RSN is a multi-stage network architecture for 2D

human pose estimation (Figure 5). The network

cascades multiple residual steps to progressively

refine and optimize the prediction of keypoints. Each

RSN module in a residual step shares similarities with

ResNet in its overall structure, but differs from

ResNet in the structure of its component units. The

RSN module consist of multiple Residual Steps

Blocks (RSBs), which divide the input features into

four branches, each with a different number of 3×3

convolutional layers (ranging from zero to three).
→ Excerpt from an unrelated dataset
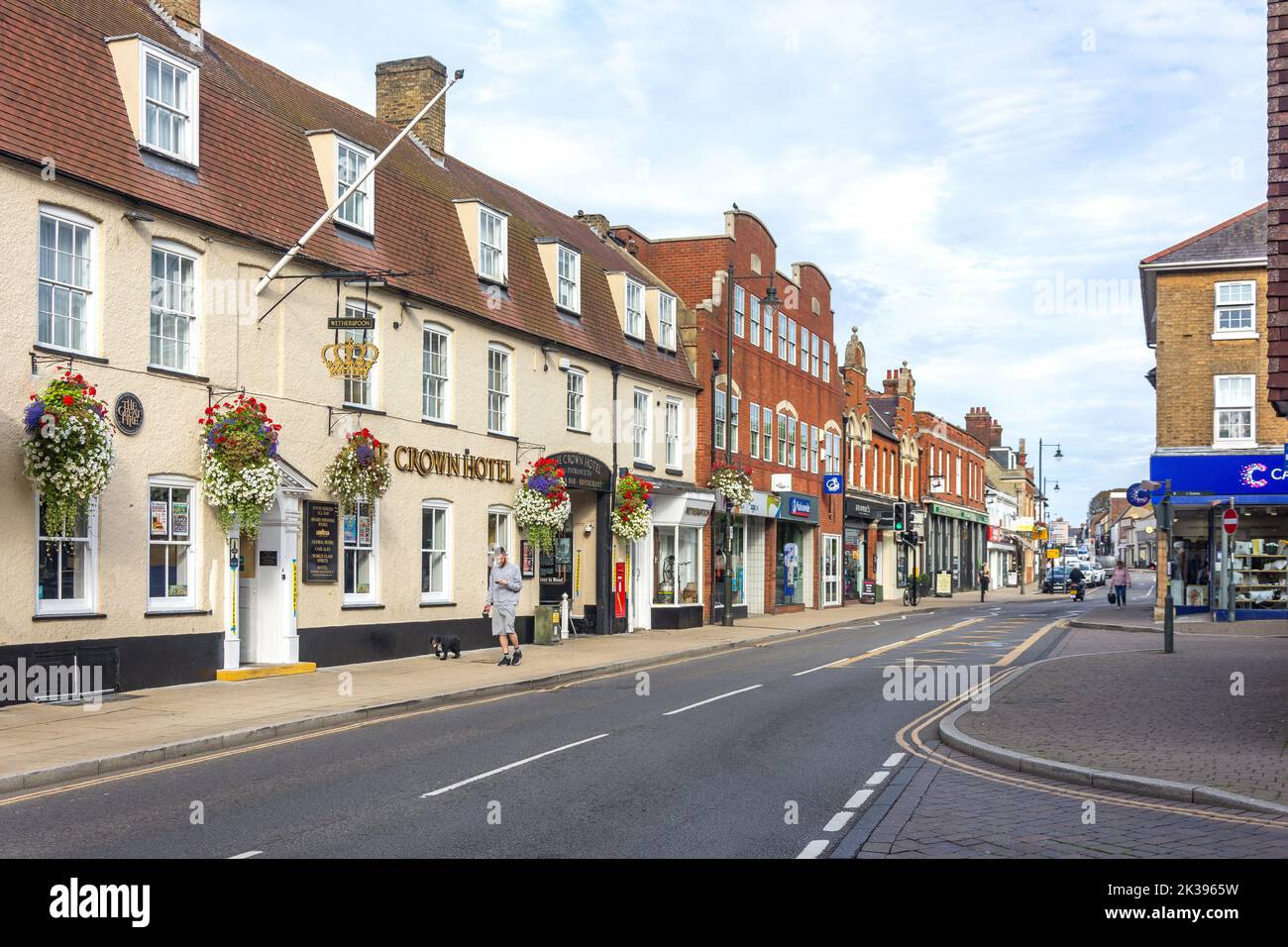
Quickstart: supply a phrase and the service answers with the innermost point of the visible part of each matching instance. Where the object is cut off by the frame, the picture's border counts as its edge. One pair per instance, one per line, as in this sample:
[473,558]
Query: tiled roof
[59,97]
[1237,239]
Through the dense connected structure of these

branches and 3×3 convolutional layers, the overall

network has access to a wide range of receptive fields,

making it well-qualified to learn delicate

representations of the features, as well as capturing

information about the features at a variety of different

scales. In addition, RSN introduces supervised

signals in the middle of each residual stage, allowing

the network to learn meaningful feature

representations at different stages.

Figure 5: Residual Steps Network (RSN) architecture (Li et

al., 2019).

After RSN undergoes feature fusion within the

RSB and in each residual step, features at different

levels are fused together, which contain both low-

level precise local information and high-level global

information. These features contribute differently to

the final prediction results. To solve this problem,

RSN proposes an efficient attention mechanism, the

pose refine machine (PRM), to weight between the

local and global representations of the output features

to further refine the location of the keypoints, and

ultimately output the keypoint heatmap.

4 EXPERIMENTS

4.1 Test Dataset

To evaluate the proposed human pose estimation

variants in real sports scenarios, we used 15 rugby

game video clips, that were approved by the ethics

committees of Tokyo Medical and Dental University

and Tokyo Institute of Technology. From these clips,

we manually identified 16 significant impact events.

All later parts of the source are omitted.